To date, these protein-focused methods have been used to study SNPs that have been ranked in statistical tests. Now that these methods exist, the logical next step will be to apply them during statistical analysis, allowing them to create prior distributions based on the probability that a mutation may be deleterious. Methods for utilizing such prior knowledge have been created for expression-QTL (eQTL), where microarray data and genotype data are integrated to improve QTL studies. For instance, Degnan and colleagues recently demonstrated the use of microarray data as a phenotypic measure to focus on SNPs that might drive expression changes [51].

THE EMERGENCE OF PATHWAY-FOCUSED ANALYSIS

Throughout the last decade there has been a growing realization that it may be more useful to focus on pathways rather than on individual genes. This has been strongly validated recently for signaling pathways in glioblastoma multiforme [49], where the PI3K, RAS and P53 pathways are almost always modified, but in each individual tumor different genes in these pathways can be affected. This was further validated in a larger data set by the Cancer Genome Atlas Research Network [52]. These studies followed earlier work showing that there were limited numbers of driver mutations in breast and colorectal cancer, but that the driver mutations shared functional assignments [53]. This pathway-centric view of disease provides an impetus for the development of integrated analysis methods to discover drug targets [54].

In biological studies, the term ‘pathway’ is not highly specific. It can describe a specific set of metabolic reactions, the enzymes (i.e. proteins) involved, and the small molecules generated. This ‘metabolic’ pathway is a well-defined set of molecular entities and each molecular modification and component is believed to be included in the pathway description. Alternatively, ‘pathway’ can refer to a set of protein–protein interactions that lead to conformational changes in proteins and transduce a signal through the cell, known as a ‘signaling’ pathway, where some steps and components remain unknown. However, ‘pathway’ often describes a series of changes, in which many intermediate events remain unknown, such as in TRNs where many cellular reactions may be ignored, or genetic pathways in which ‘downstream’ and ‘upstream’ are defined by epistasis in deletion experiments. Genetic networks can involve multiple types of molecular networks, including signaling and transcriptional, as both types of pathways can lead to changes in phenotypes.

Data analysis has utilized these different pathway definitions to link data together. Both the connectivity map [55] and molecular concepts analysis [56] treated pathways as conceptual links that integrated gene expression signatures with other data types. The connectivity map identified correlations between changes in gene expression and small molecules, then related these to possible disease states, linking targets of small molecules to disease. Molecular concepts analysis added pathways and gene ontology functions and generated networks linking genes, drugs, pathways, transcription factor binding sites and expression changes.

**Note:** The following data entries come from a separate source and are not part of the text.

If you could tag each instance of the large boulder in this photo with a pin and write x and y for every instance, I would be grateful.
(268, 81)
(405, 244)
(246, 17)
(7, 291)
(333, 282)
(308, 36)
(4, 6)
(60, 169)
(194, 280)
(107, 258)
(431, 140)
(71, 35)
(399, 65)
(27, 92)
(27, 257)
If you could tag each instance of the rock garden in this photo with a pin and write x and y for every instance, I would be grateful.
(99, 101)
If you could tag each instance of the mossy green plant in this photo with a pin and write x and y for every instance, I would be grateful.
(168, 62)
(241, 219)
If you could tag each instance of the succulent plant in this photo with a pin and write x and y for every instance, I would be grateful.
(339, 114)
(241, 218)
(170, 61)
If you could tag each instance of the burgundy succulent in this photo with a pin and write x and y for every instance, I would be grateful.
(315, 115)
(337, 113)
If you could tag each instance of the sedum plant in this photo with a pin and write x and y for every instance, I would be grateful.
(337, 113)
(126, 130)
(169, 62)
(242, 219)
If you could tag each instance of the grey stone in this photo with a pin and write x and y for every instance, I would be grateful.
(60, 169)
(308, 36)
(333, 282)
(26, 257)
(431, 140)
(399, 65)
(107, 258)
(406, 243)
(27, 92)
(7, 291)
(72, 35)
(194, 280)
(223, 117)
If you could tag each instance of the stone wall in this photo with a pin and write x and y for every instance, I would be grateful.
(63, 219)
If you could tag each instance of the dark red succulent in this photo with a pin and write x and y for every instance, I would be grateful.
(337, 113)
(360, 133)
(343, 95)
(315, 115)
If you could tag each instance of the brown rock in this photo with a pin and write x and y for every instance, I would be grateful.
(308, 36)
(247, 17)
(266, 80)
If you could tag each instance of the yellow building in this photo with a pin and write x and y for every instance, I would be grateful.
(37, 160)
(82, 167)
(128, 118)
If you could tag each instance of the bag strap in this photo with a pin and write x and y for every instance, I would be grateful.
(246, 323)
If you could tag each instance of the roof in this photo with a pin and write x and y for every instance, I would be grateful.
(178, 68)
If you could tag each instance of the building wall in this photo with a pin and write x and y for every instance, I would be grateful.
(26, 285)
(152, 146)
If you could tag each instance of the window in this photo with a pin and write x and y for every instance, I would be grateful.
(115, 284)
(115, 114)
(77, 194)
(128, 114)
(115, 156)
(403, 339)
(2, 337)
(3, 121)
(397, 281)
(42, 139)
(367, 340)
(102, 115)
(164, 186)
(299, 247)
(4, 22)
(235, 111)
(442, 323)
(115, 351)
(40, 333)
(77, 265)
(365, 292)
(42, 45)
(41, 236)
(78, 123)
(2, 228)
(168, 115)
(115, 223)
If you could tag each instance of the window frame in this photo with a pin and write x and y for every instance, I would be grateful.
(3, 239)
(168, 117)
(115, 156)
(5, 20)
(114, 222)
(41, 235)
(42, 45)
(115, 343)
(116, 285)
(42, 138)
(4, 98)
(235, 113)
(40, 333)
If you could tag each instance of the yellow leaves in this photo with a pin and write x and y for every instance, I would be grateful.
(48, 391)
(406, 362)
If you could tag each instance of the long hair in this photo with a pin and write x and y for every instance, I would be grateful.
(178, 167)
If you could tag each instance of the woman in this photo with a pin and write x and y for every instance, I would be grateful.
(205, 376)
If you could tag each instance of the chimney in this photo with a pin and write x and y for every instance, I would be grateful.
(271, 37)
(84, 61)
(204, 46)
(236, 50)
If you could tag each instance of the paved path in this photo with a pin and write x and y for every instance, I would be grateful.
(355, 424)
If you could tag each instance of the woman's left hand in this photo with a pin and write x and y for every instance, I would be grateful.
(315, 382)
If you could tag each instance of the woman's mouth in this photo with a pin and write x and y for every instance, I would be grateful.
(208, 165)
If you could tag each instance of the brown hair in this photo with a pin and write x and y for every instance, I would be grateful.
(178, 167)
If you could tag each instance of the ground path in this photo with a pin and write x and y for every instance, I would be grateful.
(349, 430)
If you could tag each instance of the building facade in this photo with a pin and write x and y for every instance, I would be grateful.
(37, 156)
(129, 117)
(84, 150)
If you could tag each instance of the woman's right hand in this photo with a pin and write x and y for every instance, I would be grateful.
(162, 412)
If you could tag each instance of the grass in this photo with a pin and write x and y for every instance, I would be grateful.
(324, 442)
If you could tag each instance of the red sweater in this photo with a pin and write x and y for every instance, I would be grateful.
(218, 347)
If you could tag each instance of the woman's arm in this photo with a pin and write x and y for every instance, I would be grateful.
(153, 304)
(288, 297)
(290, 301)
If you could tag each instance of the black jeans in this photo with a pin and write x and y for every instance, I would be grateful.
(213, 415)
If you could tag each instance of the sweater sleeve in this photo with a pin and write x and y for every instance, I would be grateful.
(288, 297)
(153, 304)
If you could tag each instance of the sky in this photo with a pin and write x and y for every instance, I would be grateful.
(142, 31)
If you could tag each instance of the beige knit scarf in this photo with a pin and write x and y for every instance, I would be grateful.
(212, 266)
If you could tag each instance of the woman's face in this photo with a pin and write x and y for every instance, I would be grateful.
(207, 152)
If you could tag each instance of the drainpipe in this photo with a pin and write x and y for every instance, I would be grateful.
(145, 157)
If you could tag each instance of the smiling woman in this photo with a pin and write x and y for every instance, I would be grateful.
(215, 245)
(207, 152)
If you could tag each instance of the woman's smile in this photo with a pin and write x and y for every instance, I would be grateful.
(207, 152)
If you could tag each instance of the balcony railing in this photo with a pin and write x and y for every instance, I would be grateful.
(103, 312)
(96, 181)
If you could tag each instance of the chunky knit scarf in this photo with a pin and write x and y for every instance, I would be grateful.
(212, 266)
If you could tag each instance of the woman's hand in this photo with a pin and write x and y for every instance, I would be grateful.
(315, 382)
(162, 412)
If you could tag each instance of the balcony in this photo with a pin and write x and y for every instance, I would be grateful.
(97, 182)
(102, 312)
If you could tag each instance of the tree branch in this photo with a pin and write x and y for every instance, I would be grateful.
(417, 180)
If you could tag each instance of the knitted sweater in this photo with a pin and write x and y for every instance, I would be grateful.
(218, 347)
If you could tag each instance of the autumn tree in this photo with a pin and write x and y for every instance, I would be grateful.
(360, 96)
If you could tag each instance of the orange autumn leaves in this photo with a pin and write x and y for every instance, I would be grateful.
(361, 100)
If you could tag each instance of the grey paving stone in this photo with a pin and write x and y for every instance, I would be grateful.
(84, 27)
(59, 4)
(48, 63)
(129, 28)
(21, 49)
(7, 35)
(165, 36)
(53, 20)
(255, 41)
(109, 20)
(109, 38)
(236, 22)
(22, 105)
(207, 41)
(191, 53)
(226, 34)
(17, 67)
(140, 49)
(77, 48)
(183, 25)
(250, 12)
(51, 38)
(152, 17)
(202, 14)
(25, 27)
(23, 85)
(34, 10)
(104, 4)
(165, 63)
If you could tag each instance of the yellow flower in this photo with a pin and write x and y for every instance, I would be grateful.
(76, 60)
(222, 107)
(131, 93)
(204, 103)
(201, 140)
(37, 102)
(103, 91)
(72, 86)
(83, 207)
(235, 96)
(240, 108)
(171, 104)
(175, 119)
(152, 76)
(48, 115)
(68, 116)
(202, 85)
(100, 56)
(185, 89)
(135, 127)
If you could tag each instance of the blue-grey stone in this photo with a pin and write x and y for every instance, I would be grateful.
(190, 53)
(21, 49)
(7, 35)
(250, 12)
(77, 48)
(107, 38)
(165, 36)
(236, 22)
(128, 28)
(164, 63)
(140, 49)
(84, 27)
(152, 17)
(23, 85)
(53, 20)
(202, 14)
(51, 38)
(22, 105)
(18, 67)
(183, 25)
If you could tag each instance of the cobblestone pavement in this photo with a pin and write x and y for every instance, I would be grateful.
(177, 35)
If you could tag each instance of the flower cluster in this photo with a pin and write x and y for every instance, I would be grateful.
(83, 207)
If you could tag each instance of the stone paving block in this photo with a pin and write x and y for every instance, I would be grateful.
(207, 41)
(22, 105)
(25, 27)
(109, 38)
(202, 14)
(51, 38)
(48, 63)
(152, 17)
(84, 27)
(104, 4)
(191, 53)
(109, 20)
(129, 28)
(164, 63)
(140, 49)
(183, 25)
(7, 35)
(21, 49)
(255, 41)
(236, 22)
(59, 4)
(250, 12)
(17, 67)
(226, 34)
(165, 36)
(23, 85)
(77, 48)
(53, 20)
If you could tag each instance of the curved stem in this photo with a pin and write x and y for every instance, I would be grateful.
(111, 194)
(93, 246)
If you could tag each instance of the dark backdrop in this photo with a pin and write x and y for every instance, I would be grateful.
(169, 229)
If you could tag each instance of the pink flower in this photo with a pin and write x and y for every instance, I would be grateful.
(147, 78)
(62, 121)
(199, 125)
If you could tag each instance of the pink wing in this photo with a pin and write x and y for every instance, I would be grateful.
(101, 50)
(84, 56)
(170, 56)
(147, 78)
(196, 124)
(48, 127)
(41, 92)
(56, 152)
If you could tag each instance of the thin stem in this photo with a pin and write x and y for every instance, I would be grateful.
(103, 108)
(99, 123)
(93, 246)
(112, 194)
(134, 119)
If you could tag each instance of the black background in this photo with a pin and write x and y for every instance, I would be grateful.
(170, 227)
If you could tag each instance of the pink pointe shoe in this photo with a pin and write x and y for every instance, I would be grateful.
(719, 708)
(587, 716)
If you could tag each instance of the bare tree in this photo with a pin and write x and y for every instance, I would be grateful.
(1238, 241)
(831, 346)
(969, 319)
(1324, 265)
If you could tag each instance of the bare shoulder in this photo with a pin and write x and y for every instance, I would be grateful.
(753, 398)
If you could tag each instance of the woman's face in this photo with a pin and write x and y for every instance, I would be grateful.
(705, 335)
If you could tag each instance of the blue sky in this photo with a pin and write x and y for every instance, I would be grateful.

Since many of our insights into biological pathways come from model organisms, it is not surprising that we have detailed phylogenetic and orthological information for human pathways in organisms from yeast to mouse. Liu and colleagues leveraged this orthology by comparing mouse lung development at 10 stages to human lung cancer staging [57]. Using principal component analysis, they identified signatures in the mouse transcript data and through the use of orthologs were able to project human tumor transcript data onto these. The results predicted outcome, suggesting lung cancer development mirrored certain aspects of natural lung development. Alexeyenko and Sonnhammer fully exploited the use of orthologs and data integration in FunCoup [58], a Bayesian framework that integrates microarray, miRNA target prediction, localization, protein–protein interactions (PPI), protein expression, phylogenetic profiling, TF binding site and protein domain data from plant through human. A Naïve Bayes Network (NBN) trained on known interactions is used to predict novel networks. By holding out data on one organism, they demonstrated its ability to recover known networks from orthologous data alone.

As noted for microarray analysis, BNs are popular as they permit probabilistic links between nodes (in that case, genes). For BNs, the networks are often conceptual, allowing diverse data to be linked, with a node representing expression of a gene connected to a node representing a protein by an edge with a defined probability (e.g. a gene's expression to an upstream signaling protein that drives its expression indirectly). As these ‘pathways’ in a BN are abstractions, they do not necessarily represent direct molecular interactions, although a BN can be limited to direct molecular interactions if desired. One very successful use of an NBN was the creation of a genome-wide functional network for the mouse, MouseNET, by Guan and colleagues [59]. This network integrated PPI including homologous interactions, phenotype and disease data from MGI and OMIM, phylogenetic profiles, functional relationship predictions, and tissue specific expression data. Importantly, because NBNs assume independence, Guan and colleagues tested data for such independence, allowing them to exclude data that was effectively derivative to avoid skewing statistics.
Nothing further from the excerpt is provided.